Remittance basis: gains reinvested in non UK assets
In most circumstances it is easy to see that a gain has been remitted. For example Mr D, who is resident in the UK but is not domiciled here, sells assets located outside the UK for $100,000. This includes a gain computed in sterling of £10,000. If he transfers the $100,000 to the UK the gain has clearly been remitted.
On other occasions it may not be so easy to see that the gain has been remitted. For example, suppose Mr D in the example above invests the $100,000 sale proceeds in purchasing land in America. Suppose he later sells this land for $120,000 which includes a gain of £5,000 calculated in sterling. If he now transfers the $120,000 to the UK what amount of gain should he be treated as remitting?
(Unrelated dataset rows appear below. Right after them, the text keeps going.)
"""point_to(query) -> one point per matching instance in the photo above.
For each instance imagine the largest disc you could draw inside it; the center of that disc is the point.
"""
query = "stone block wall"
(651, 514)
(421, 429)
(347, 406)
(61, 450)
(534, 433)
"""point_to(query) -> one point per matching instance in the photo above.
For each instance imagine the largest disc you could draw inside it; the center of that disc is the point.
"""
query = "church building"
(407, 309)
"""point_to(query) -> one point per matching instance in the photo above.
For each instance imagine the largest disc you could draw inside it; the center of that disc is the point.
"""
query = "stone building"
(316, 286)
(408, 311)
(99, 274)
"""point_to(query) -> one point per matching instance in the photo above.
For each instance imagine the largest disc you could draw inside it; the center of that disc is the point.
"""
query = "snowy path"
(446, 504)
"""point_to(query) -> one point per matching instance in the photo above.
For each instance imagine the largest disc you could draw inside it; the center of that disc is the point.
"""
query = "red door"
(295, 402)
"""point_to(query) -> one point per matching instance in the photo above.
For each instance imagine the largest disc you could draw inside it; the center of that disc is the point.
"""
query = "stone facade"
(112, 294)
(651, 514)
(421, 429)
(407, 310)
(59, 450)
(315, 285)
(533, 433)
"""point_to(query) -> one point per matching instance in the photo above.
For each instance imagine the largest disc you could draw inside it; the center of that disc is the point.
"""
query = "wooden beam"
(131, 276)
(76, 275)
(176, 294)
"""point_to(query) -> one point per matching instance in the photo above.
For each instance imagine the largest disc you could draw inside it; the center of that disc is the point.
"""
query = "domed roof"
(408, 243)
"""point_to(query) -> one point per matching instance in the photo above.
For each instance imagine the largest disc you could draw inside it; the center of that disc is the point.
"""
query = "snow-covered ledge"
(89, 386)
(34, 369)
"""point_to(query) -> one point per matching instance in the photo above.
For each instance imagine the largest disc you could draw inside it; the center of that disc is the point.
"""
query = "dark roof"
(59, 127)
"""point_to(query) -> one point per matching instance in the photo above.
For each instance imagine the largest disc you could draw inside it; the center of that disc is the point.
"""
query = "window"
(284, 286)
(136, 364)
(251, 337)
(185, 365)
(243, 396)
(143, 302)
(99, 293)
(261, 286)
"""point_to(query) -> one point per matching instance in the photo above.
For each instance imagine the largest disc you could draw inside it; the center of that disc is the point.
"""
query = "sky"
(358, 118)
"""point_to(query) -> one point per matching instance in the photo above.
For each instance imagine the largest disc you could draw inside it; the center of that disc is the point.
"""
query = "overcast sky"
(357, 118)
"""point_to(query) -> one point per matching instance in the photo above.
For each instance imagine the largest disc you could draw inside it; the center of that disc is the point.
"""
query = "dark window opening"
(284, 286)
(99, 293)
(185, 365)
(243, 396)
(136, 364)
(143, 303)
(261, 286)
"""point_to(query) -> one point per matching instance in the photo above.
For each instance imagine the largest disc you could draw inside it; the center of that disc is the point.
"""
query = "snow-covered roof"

It has been decided in cases concerning the remittance of income arising abroad that such income does not lose its character on being invested. It can be traced through the investments made in order to decide if and when it has been remitted. See the cases of Walsh v Randall (23TC55) and Patuck v Lloyd (26TC284)). You should apply the same principles to capital gains. Therefore, if a gain is not immediately remitted but is instead invested in other assets, in order to decide if a gain has been remitted the gain should be traced through any transactions carried out with the sale proceeds until it is established if a remittance has taken place. Such tracing of gains can be carried through any number of investments, deposits to bank accounts, transfers between accounts etc.
In the example above the gain of £10,000 should be traced through to the investment of $100,000 in land that was made. When the ultimate sale proceeds of that land of $120,000 are remitted to the UK you should contend that both the gain of £10,000 on the first disposal and a gain of £5,000 on the second disposal have been remitted at that time.